"Personal": individual, private, particular
"Practice": do again and again, regular, constant
Ultimately what comprises your personal practice is a private connection to a particular thing you will commune with constantly. Your private way to pray God into your life, or as Rumi says, "Let the beauty we love be what we do. There are hundreds of ways to kneel and kiss the ground."
"Sa tu dirghakala nairantaryasa tkaraseulto drdhabhumih" (1.14 Yoga Sutras of Patanjali)
"It becomes grounded by being continued for a long time."
How does one become grounded in a practice? Four Chapters on Freedom: Commentary on the Yoga Sutras of Patanjali by Swami Satyananada Saraswati (Bihar Yoga) comments on this sutra discussing the methodology of practice:
1. Deep patience.
2. Continued practice without interruption.
3. Continued practice with faith.
4. Love your practices. Love your body.
5. Practice willingly, with respect and devotion.
6. CONTINUE DOING THESE AGAINST ALL ODDS.

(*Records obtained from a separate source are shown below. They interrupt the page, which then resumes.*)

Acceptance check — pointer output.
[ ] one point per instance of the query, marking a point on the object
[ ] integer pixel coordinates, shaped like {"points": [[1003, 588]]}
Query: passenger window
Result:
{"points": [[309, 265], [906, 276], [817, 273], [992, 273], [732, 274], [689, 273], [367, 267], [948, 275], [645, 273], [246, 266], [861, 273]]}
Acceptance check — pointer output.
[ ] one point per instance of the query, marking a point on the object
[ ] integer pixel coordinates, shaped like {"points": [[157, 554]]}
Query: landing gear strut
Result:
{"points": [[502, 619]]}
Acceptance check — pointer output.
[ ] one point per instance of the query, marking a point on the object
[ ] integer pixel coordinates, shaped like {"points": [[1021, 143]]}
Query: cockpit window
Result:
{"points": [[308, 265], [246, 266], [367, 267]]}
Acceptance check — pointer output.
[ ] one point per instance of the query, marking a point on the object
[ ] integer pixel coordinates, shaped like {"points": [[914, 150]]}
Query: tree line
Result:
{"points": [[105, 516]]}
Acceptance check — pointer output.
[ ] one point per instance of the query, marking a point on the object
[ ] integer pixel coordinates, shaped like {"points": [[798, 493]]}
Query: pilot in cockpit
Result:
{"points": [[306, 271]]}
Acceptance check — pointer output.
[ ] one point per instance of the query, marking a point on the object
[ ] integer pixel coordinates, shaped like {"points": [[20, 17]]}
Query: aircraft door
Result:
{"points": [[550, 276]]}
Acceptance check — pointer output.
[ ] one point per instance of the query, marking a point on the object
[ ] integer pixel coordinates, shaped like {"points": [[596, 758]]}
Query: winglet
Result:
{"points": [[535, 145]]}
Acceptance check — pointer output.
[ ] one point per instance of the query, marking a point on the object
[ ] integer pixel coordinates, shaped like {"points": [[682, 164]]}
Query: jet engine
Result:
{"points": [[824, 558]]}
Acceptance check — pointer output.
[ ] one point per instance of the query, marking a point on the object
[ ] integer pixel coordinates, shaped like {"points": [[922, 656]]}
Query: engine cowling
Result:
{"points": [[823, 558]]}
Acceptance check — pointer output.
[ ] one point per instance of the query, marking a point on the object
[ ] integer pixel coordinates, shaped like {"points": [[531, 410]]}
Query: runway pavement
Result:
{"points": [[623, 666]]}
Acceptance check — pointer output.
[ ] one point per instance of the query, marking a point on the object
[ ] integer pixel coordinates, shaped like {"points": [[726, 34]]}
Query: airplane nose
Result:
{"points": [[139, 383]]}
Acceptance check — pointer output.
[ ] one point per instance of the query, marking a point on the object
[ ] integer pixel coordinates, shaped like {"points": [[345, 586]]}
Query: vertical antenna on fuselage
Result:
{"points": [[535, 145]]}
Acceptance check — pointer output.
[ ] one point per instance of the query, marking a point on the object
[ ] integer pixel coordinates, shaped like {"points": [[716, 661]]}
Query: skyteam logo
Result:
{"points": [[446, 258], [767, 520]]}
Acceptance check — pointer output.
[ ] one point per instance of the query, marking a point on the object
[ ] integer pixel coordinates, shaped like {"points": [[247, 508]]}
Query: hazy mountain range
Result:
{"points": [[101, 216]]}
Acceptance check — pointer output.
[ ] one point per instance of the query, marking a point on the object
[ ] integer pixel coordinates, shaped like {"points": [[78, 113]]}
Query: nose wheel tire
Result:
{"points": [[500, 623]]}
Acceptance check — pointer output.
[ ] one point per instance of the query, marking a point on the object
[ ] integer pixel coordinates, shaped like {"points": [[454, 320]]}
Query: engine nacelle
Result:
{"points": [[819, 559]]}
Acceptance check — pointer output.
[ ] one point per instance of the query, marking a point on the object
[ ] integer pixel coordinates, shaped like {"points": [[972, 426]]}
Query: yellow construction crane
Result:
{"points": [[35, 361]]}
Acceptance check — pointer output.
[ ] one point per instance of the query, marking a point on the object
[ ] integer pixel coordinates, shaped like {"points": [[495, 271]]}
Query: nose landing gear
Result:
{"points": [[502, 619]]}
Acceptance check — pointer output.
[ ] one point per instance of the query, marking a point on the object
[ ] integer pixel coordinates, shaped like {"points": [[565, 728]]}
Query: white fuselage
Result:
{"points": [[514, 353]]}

Whatever your practices, I recommend exploration, not only of the things that come easy and are pleasant but giving yourself the opportunity to grow by doing a few things you don't like and breaking through the resistance. (Years ago I suffered from fear of heights. One of my students observed that I had mentioned several fears and, upon his reflection to me, deciding I did not want to be a fearful person, I began a practice of doing things that were extremely uncomfortable. Rock climbing. Ropes course. Climbing trees. Ziplining. Trapeze. One day, I stood at the top of a wall. I was just hanging out talking to others and suddenly it dawned on me, "Hey! I'm not scared!" It took years, a couple times I almost puked, but the exhilaration of persisting, of continuing against the odds, was a practice worth sticking to.)

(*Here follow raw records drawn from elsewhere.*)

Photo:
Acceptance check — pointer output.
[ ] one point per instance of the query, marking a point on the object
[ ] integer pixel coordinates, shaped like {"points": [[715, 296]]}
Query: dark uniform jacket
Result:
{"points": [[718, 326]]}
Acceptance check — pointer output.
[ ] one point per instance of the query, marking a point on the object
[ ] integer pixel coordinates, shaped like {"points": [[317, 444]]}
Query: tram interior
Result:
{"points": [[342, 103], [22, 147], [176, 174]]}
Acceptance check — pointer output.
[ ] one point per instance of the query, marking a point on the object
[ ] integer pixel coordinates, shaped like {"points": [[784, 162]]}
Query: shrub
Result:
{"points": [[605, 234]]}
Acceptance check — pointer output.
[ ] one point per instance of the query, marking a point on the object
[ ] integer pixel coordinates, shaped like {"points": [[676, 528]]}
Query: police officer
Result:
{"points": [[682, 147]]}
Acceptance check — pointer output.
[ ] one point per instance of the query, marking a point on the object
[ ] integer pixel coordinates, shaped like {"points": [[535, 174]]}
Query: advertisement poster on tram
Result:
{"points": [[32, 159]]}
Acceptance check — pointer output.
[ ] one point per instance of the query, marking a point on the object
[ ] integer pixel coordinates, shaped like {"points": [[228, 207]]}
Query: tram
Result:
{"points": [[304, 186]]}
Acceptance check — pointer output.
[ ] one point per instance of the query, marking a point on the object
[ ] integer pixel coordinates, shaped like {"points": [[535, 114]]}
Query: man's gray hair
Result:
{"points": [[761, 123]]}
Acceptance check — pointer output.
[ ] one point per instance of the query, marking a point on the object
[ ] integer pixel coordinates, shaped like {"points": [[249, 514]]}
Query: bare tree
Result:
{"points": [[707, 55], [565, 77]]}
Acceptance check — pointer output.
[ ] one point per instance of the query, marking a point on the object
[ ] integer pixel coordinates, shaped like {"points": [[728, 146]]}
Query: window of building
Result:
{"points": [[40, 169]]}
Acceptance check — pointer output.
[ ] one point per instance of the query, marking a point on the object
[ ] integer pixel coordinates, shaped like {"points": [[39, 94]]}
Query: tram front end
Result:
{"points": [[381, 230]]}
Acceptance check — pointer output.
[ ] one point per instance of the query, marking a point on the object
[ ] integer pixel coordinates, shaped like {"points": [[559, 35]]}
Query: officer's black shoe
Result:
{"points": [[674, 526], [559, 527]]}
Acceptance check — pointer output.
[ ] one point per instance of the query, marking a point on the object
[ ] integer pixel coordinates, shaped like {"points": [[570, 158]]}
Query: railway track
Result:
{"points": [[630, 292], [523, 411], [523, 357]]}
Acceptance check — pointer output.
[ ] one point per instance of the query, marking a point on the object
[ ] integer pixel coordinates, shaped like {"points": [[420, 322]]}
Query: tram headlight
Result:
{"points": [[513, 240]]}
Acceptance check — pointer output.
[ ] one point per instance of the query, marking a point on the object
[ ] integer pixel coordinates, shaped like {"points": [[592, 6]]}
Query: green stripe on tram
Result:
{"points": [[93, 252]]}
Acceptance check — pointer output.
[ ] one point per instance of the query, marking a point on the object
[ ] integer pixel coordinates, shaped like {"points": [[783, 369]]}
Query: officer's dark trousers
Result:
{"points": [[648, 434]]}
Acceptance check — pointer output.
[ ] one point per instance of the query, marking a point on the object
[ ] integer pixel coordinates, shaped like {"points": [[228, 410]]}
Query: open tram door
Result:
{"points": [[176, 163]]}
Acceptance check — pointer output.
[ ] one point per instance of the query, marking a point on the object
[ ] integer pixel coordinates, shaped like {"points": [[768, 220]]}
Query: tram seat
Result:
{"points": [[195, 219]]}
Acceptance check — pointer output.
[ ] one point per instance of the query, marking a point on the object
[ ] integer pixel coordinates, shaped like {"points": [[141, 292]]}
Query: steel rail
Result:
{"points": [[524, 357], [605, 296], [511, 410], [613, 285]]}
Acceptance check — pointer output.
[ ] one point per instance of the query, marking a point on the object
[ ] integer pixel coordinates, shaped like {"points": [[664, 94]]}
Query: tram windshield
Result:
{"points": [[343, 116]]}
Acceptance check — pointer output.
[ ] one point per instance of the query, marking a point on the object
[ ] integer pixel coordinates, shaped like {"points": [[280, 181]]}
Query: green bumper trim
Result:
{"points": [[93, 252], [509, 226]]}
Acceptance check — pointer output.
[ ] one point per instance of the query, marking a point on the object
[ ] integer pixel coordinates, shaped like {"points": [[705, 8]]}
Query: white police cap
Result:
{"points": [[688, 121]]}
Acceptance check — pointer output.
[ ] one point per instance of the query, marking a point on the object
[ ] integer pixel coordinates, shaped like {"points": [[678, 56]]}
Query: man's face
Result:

Do many practices you love. Get to know it intimately. Set goals. Meet them. Exceed them. Extend time. Deepen your relationship. This is your sanctuary and you are using your body as a vehicle to expand, perceive and embody spirituality as you understand it to be.
Chapter 1: Sutra 15
The pracitces we choose are not about the outer life--but the inner life--all practice starts from within--what relaly matters is your attitude. The integrated approach increases feelings of love and compassion without attachment to the efforts of action. In other words, practice from a good place of love and compassion, then act authentically with a peaceful mind experiencing undisturbed happiness. Release ideas of reward. Get lost in the moment. Enjoy the silence of samadhi in your perfect moments of bliss.